Use the rnorm() function to create a vector of 15 numbers sampled from a normal distribution of mean zero and standard deviation equal to one. This is a simulation of additive allele effects for each of our 15 loci in our genotypic vector x2b. Save this allele effect vector as an object ‘eff’. Note that in reality it is impossible to the know the true values of allele effects.
We will discuss the meaning of true breeding value in depth in another lecture.
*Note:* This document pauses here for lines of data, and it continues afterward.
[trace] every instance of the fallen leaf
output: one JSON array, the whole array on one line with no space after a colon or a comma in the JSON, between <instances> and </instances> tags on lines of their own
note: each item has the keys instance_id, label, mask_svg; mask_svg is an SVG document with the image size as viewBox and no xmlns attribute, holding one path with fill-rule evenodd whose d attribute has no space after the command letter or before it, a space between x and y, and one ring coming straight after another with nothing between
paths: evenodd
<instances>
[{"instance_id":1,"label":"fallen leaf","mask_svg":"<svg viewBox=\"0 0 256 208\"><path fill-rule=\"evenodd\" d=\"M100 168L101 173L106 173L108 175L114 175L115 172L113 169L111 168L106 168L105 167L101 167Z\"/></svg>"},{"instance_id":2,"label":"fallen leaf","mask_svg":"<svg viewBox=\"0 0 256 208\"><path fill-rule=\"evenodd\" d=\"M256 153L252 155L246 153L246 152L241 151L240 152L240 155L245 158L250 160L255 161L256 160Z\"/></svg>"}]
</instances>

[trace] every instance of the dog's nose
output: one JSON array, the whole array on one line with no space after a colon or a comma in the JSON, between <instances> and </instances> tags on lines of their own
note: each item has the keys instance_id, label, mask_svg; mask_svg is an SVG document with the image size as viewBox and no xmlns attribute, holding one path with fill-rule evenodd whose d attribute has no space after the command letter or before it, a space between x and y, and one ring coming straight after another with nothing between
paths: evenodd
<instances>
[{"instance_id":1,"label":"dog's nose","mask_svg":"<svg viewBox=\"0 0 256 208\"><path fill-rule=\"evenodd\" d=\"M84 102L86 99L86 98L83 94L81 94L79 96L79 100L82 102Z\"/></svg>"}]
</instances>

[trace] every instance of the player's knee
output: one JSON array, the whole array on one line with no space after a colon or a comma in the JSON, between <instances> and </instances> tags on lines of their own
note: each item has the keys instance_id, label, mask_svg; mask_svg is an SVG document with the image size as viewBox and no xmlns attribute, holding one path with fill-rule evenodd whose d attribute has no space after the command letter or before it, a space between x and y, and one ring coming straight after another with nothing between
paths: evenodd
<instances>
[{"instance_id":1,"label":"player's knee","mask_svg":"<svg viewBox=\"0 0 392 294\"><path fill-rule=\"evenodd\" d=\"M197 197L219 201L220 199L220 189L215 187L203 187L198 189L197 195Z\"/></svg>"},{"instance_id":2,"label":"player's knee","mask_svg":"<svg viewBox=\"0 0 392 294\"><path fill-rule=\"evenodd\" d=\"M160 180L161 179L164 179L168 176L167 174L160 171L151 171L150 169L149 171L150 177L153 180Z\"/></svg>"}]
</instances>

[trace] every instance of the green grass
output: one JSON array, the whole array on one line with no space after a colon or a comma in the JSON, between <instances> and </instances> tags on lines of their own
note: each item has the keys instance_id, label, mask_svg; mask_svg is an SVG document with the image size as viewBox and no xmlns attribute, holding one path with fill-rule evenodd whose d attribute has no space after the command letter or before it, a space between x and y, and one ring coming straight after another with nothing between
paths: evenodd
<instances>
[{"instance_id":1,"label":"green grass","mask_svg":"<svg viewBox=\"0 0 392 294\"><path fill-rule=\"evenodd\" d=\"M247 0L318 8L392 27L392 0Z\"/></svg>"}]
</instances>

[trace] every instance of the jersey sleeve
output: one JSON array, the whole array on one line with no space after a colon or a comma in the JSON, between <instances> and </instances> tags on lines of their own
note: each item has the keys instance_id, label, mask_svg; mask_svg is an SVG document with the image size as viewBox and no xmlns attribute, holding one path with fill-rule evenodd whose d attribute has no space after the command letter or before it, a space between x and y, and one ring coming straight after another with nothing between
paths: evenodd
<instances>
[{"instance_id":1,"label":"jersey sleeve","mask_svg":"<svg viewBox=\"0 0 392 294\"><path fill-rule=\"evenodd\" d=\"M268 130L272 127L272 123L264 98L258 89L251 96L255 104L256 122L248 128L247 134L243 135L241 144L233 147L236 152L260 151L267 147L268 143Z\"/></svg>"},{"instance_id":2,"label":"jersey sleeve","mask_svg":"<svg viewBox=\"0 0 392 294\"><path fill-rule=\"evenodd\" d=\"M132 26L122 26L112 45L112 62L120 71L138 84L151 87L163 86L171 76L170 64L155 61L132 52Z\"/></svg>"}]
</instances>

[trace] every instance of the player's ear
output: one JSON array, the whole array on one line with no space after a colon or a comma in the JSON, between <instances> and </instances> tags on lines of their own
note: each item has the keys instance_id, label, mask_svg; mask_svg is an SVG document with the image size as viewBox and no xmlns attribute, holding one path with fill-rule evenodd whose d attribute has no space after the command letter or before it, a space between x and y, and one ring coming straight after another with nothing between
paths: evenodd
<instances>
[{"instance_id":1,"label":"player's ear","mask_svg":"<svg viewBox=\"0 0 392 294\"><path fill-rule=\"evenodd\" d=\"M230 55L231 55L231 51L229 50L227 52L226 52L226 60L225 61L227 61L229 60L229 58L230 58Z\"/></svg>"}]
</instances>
Briefly, breeding value is the additive portion of the genotypic effect, where genotypic effect is the effect of the genotype on the phenotype. Breeding value of a genotype at a single locus is the additive allele effect * the coded genotype. You can compute these for all loci using x2b * eff. (The * symbol does element-wise multiplication of the two vectors.) Then, breeding value of an individual is the sum of the breeding values across all loci. This can also be computed in a single step using matrix multiplication: x2b %*% eff. Try both methods (element-wise multiplication and matrix multiplication) for computing the breeding value of x2b and show your work.